In other coal related news, the New York Times recently ran an op-ed by Jason Howard about the civil war raging in coal country regarding mining and MTR in particular. It serves as a good introduction to the stakes in this issue. (Thanks to Marcus for the link.)

For readers in Oregon, I also point to some coal issues closer to home via the Register Guard.

More on Colbert’s Shenanigans

Dahlia Lithwick has an interesting piece at Slate that covers Stephen Colbert’s shenanigans (and let’s face it, shenanigans is really the word to use) with his super PAC. Lithwick points to a lot of the issues with Citizens United decision by the Supreme Court in 2010. Personally I’m a fan of what Colbert is doing if for no other reason than it raises awareness of the inherent…well, shenanigan nature of campaign finance and the murky waters that is the sea of super PACs.
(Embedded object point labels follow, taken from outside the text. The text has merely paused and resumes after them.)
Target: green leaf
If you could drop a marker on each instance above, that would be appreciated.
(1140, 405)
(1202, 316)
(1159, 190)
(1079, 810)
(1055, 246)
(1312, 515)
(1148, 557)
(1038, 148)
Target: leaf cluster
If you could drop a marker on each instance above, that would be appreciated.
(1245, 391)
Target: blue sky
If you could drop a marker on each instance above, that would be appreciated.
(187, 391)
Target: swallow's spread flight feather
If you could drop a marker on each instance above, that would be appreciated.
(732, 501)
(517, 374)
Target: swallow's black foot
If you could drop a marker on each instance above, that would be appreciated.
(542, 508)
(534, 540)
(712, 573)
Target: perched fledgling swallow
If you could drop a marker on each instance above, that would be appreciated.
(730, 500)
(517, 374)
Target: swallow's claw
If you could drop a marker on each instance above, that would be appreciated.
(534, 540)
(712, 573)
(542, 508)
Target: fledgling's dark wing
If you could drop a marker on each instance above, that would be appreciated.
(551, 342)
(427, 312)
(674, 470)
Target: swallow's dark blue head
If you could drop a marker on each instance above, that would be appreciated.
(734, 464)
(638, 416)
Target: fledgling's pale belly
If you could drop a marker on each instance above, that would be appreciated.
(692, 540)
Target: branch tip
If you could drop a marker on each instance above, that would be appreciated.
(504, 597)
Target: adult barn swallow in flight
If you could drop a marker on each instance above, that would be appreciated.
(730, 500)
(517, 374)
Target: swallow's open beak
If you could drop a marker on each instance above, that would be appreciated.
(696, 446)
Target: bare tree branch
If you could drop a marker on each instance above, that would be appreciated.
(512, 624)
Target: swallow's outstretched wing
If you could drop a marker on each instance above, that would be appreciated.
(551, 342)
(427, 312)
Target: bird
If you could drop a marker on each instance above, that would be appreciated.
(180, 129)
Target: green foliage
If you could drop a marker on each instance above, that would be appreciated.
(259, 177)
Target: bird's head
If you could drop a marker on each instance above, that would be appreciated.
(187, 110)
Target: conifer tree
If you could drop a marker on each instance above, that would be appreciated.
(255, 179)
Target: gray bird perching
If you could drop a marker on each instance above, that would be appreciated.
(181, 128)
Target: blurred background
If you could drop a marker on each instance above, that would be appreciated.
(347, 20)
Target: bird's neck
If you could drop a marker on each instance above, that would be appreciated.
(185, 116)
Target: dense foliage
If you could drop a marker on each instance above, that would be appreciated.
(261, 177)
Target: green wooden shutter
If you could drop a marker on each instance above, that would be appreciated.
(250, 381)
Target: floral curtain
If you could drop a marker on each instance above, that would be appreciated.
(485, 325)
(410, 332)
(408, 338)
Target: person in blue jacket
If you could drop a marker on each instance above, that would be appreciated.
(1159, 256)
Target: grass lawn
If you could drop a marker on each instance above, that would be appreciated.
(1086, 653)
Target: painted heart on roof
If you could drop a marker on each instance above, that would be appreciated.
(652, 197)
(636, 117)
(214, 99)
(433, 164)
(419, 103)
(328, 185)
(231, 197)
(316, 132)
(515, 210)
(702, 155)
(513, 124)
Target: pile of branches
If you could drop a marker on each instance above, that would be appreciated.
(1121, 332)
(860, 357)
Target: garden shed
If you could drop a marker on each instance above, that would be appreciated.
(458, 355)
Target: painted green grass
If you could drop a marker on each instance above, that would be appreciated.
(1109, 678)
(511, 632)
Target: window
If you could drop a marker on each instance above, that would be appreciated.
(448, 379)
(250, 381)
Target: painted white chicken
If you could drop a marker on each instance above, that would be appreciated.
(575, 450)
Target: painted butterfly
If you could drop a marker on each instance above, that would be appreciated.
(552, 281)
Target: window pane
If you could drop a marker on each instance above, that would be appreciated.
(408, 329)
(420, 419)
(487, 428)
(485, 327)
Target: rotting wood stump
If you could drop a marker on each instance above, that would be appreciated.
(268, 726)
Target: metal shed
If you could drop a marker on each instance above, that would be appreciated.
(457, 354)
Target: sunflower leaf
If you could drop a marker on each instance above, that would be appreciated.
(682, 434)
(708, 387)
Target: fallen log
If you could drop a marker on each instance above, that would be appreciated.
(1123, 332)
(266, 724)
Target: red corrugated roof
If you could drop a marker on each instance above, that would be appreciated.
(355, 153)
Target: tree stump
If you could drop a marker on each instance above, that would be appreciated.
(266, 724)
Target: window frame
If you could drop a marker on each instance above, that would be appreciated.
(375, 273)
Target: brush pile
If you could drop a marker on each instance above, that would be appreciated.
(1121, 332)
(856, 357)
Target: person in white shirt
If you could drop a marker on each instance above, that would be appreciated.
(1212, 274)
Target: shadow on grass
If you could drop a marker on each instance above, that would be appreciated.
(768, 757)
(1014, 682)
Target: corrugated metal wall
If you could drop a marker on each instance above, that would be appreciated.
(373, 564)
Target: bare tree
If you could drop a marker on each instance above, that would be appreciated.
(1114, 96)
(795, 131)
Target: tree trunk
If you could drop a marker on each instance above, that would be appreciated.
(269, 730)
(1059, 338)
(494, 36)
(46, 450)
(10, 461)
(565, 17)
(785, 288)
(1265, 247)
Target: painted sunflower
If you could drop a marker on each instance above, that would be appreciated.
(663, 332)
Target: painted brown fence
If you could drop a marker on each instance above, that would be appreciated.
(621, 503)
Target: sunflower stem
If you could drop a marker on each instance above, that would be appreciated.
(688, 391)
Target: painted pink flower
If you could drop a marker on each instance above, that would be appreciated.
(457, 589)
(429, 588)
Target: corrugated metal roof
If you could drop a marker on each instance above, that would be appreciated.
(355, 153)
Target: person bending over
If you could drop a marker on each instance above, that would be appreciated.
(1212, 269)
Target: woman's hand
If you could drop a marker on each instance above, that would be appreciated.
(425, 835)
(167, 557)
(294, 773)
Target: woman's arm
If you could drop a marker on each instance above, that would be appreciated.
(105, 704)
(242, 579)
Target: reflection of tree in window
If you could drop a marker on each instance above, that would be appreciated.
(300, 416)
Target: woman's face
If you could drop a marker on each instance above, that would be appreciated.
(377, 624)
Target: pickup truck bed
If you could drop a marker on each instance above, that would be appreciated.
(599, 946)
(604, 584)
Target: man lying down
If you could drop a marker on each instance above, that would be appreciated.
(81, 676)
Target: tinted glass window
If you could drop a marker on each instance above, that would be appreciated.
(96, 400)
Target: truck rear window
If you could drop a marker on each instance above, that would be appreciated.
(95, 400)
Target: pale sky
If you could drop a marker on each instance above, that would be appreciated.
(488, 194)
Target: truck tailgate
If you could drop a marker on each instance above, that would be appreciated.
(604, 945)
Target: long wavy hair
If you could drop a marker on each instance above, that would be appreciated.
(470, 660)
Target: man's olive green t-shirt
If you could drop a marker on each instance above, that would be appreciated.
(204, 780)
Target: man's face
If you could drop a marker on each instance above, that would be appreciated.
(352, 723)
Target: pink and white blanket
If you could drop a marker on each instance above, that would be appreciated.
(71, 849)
If nothing else the ramifications of money (be it public, private, limited, or unlimited) on our political campaigns is something that deserves widespread attention. That said, you can certainly make an argument about the quality of that awareness, but I’m willing to say that at this point quantity might be more important than quality.

Also, there’s some genuinely good comedy coming out of all of this. I’m pretty sure none of this would be happening if that wasn’t the case.

Super PAC Shenanigans

Stephen Colbert’s new ad is all over the place this morning, but I think it’s still worth a post here. It takes the art of the political attack ad to its ridiculous but inevitable conclusion. I honestly hope he keeps it up and undercuts the prevalence of political advertising in our political culture.